Department of Ophthalmology, Ilsan Paik hospital, Inje University, Goyang, Korea
Fifty eyes of 46 patients who had underwent pterygium excision were divided into two groups by size and area of the pterygium (small pterygium group: size ?2.0mm or area ?7.0mm2, large pterygium group: size >2.0mm or area >7.0 mm2). We measured the size of the pterygium by performing the preoperative slit lamp examination and measured the area of the pterygium by using the Image J program. Corneal topographic images using Orbscan II(Bausch & Lomb, Berlin, Germany) and Corneal HOAs using wavefront aberrometer (KR-1W®, Hartmann-Shack aberrometer, Topcon inc., Japan) were evaluated before surgery and also monitored its change after excision at postoperative 1week, 1month and 3months.

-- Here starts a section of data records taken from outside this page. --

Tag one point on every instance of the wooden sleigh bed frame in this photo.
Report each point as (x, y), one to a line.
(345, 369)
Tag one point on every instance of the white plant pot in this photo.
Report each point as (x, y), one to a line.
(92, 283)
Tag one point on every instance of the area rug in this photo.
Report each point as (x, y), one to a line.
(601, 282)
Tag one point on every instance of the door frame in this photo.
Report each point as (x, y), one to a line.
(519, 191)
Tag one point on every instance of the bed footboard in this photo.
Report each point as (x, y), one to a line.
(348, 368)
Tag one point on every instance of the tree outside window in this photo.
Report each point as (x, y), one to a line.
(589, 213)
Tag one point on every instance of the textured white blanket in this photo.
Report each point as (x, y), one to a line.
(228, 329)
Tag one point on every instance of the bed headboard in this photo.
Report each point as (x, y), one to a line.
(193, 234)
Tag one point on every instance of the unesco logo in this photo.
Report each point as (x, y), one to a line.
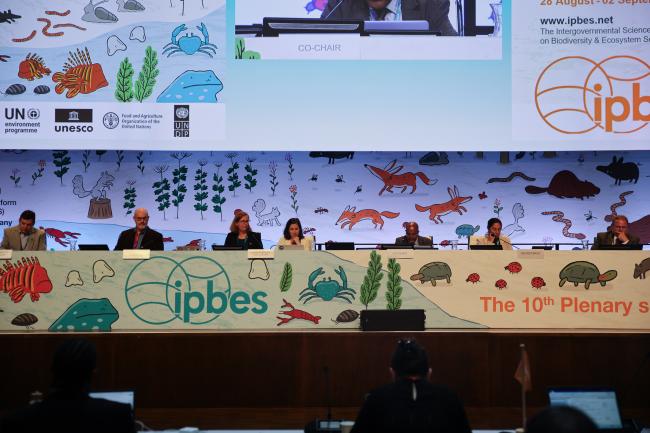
(577, 95)
(195, 291)
(181, 121)
(111, 120)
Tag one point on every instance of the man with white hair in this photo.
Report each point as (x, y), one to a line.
(141, 236)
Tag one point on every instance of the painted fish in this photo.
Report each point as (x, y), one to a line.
(86, 315)
(32, 67)
(41, 90)
(25, 319)
(80, 75)
(15, 89)
(24, 277)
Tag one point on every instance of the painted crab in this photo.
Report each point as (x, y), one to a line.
(327, 289)
(190, 44)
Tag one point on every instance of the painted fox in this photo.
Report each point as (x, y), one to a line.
(351, 216)
(389, 175)
(440, 209)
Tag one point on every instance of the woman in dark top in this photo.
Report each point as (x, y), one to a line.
(411, 403)
(241, 234)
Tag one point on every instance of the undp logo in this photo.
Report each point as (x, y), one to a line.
(576, 95)
(196, 290)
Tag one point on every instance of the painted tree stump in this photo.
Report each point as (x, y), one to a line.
(100, 208)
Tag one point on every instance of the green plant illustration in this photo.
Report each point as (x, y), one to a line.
(251, 172)
(124, 85)
(147, 79)
(61, 162)
(161, 189)
(129, 197)
(242, 54)
(218, 199)
(393, 286)
(179, 175)
(233, 176)
(372, 280)
(286, 278)
(201, 188)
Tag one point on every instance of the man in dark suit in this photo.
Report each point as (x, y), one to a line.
(142, 236)
(436, 12)
(24, 237)
(68, 407)
(616, 235)
(412, 236)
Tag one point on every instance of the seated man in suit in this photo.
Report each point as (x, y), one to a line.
(68, 407)
(142, 237)
(617, 234)
(412, 236)
(436, 12)
(24, 237)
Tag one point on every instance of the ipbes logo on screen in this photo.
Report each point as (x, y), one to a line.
(576, 95)
(195, 291)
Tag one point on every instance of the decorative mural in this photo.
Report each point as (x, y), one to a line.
(86, 197)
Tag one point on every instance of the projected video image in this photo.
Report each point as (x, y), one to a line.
(369, 29)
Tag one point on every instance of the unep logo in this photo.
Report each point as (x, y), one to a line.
(576, 95)
(196, 290)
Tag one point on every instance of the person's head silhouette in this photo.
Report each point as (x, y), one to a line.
(73, 365)
(560, 419)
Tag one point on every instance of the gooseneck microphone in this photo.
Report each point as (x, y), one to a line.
(340, 2)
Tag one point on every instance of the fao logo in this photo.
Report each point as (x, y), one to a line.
(195, 291)
(33, 113)
(111, 120)
(577, 95)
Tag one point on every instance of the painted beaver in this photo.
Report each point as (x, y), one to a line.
(565, 184)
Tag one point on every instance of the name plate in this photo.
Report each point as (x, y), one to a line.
(398, 254)
(261, 254)
(136, 254)
(530, 254)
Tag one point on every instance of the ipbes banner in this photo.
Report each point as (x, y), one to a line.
(581, 70)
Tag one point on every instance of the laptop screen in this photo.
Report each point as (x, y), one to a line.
(599, 405)
(125, 397)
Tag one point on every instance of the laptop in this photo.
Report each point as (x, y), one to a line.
(485, 247)
(631, 247)
(125, 397)
(599, 404)
(93, 247)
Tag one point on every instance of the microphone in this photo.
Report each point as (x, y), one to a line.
(340, 2)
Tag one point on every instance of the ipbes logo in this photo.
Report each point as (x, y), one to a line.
(576, 95)
(189, 305)
(195, 291)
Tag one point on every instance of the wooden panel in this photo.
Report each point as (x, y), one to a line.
(255, 380)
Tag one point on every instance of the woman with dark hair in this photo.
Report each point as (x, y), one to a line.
(493, 236)
(411, 403)
(293, 235)
(241, 234)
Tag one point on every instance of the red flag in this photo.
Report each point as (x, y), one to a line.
(522, 374)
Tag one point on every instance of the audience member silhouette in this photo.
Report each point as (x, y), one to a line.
(411, 403)
(68, 407)
(560, 419)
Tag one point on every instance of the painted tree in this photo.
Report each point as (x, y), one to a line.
(161, 189)
(129, 197)
(179, 176)
(372, 280)
(218, 199)
(251, 182)
(273, 176)
(201, 188)
(61, 162)
(393, 286)
(233, 175)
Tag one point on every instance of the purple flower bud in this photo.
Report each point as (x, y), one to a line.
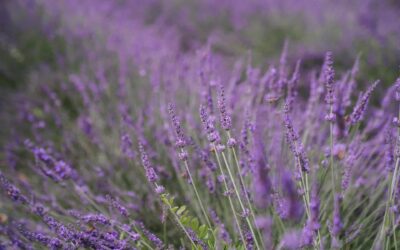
(160, 189)
(183, 155)
(225, 119)
(329, 74)
(220, 148)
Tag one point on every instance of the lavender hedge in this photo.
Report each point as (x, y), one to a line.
(126, 134)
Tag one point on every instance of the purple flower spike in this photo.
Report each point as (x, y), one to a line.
(225, 119)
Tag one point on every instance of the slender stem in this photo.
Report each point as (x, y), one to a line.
(246, 193)
(393, 183)
(197, 195)
(181, 225)
(240, 200)
(229, 198)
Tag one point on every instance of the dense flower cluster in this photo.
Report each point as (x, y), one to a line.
(137, 137)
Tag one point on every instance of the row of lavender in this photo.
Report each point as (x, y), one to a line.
(134, 144)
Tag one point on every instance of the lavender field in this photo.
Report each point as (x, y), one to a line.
(200, 124)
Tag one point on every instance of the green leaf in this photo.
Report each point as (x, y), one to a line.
(181, 210)
(194, 224)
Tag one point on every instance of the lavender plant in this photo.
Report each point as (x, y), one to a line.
(132, 140)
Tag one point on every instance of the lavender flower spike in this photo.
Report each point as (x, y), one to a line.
(360, 108)
(226, 121)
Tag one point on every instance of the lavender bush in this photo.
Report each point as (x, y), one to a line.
(126, 134)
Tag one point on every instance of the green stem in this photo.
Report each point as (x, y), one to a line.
(197, 195)
(229, 197)
(240, 200)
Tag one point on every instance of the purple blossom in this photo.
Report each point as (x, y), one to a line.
(361, 106)
(226, 121)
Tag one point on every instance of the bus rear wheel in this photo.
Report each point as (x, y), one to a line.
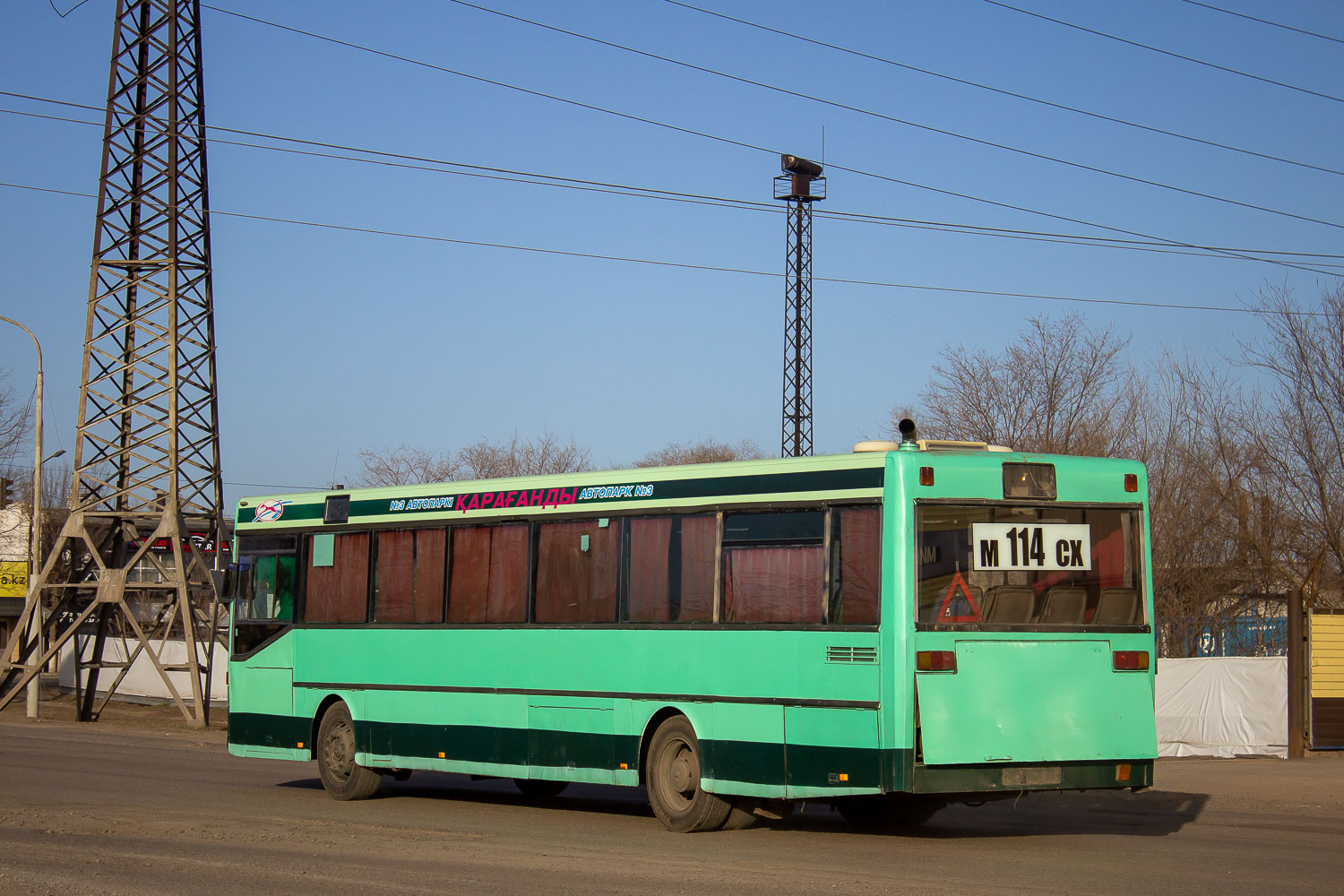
(672, 774)
(341, 775)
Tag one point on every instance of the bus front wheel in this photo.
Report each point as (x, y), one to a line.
(672, 774)
(341, 775)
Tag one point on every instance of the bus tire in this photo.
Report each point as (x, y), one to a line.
(672, 775)
(341, 775)
(887, 810)
(539, 788)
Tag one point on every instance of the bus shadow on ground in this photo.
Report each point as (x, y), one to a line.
(1147, 814)
(500, 791)
(1144, 814)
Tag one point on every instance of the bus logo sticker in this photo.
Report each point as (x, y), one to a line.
(271, 511)
(1047, 546)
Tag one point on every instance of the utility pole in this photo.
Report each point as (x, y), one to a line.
(800, 183)
(34, 517)
(1296, 677)
(147, 447)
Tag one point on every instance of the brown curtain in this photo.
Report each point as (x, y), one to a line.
(488, 581)
(410, 576)
(339, 592)
(860, 565)
(773, 584)
(648, 586)
(429, 575)
(507, 595)
(574, 584)
(699, 540)
(394, 590)
(470, 573)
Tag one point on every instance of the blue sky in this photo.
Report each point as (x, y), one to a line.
(331, 340)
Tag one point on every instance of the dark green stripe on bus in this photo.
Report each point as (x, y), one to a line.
(747, 762)
(664, 490)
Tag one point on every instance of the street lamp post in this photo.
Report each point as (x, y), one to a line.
(35, 549)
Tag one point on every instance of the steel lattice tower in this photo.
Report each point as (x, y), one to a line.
(147, 452)
(800, 185)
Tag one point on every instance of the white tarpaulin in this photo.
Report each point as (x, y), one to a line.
(1222, 707)
(142, 680)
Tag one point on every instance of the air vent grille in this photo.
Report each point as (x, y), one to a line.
(851, 654)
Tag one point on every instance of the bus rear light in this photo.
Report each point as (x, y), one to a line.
(1129, 661)
(935, 661)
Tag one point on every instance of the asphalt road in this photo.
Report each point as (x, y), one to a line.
(116, 809)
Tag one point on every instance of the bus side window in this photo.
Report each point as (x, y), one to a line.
(855, 565)
(671, 568)
(773, 567)
(577, 571)
(488, 573)
(338, 586)
(409, 576)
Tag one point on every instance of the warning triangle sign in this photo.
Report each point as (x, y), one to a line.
(959, 607)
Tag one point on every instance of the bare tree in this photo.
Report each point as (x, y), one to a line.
(15, 465)
(1304, 355)
(1220, 532)
(703, 452)
(1059, 387)
(405, 465)
(519, 454)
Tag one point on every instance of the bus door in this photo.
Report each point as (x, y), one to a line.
(1031, 640)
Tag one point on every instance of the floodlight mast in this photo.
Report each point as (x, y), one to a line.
(147, 447)
(800, 185)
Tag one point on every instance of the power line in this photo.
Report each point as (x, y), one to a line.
(1166, 53)
(435, 166)
(719, 269)
(744, 144)
(871, 113)
(1010, 93)
(1277, 24)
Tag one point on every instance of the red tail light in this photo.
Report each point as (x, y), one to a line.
(935, 661)
(1129, 661)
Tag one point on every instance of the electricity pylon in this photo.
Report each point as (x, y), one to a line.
(147, 450)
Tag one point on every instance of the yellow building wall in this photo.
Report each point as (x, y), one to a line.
(13, 578)
(1327, 645)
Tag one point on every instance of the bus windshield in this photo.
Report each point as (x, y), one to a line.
(1016, 565)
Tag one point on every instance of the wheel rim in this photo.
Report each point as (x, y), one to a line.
(680, 774)
(339, 750)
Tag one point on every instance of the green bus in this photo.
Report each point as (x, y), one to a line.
(889, 632)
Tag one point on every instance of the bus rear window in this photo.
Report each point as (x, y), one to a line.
(1015, 565)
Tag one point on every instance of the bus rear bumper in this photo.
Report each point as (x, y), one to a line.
(1023, 777)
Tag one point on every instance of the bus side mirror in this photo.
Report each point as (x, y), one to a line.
(226, 583)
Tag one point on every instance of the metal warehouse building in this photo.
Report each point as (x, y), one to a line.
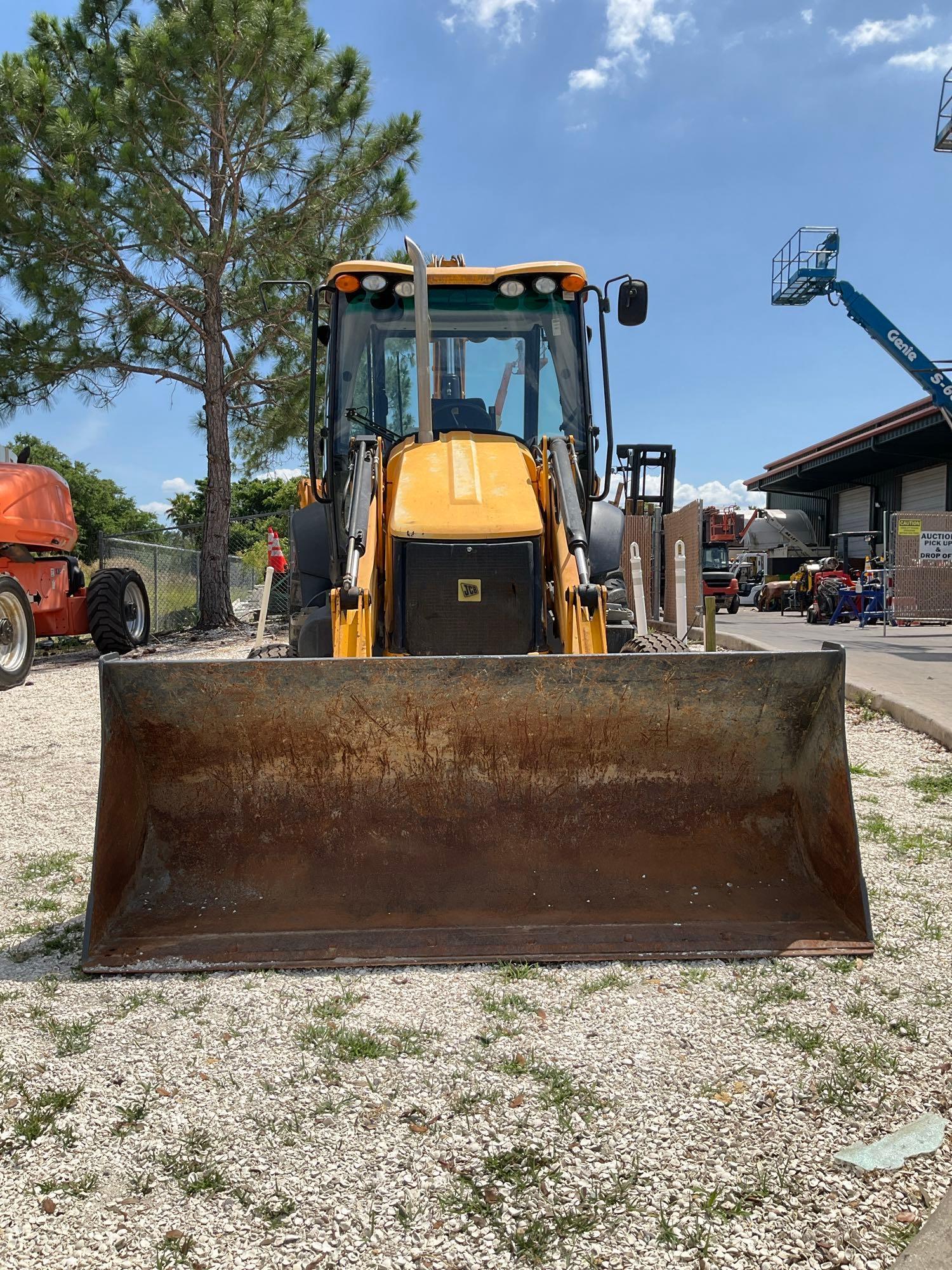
(902, 462)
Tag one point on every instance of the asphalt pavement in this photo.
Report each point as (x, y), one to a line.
(908, 672)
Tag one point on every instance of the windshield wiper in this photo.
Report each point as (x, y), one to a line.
(356, 416)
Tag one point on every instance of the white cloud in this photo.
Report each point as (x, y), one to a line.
(593, 77)
(885, 31)
(502, 16)
(713, 493)
(717, 493)
(939, 58)
(631, 25)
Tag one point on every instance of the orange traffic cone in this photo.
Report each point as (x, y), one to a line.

Small pterygium group was comprised of 13eyes and 37eyes were included to large pterygium group. There were no statistically significant differences in BCVA between two groups before and 3months after excision. Preoperative simulated keratometry astigmatism, 3-mm irregularity and 5-mm irregularity of large pterygium group were statistically significantly high compared with those of small pterygium group (P<0.001, P<0.001 and P=0.001, respectively). In terms of the effect of pterygium excision, small pterygium group showed no difference in simulated keratometry astigmatism before and after excision. In large pterygium group, simulated keratometry astigmatism was statistically significantly decreased 1week, 1month and 3months after surgery (P=0.015, P=0.005 and P=0.002, respectively). Preoperative corneal HOAs values of large pterygium group were significantly higher than those of small pterygium group (4-mm optical zone Total: P<0.001; trefoil: P<0.001; coma: P=0.048, 6-mm optical zone Total: P<0.001; trefoil: P<0.001; coma: P=0.036) but values of spherical aberration were not different. In small pterygium group, Root Mean Square(RMS) values of corneal HOAs before and after excision was not different. In large pterygium group, RMS values of corneal total HOAs, trefoil, coma and Point Spread Function(PSF) in the 4-mm & 6-mm zone were statistically significantly decreased 1week, 1month and 3months after surgery respectively(P<0.05).
In case of concurrent pterygium and cataract, precedent pterygium excision before cataract surgery may be useful to improve visual quality and select precise IOL power especially in eyes with pterygium of larger than 2.0mm in size or 7.0 mm2 in area.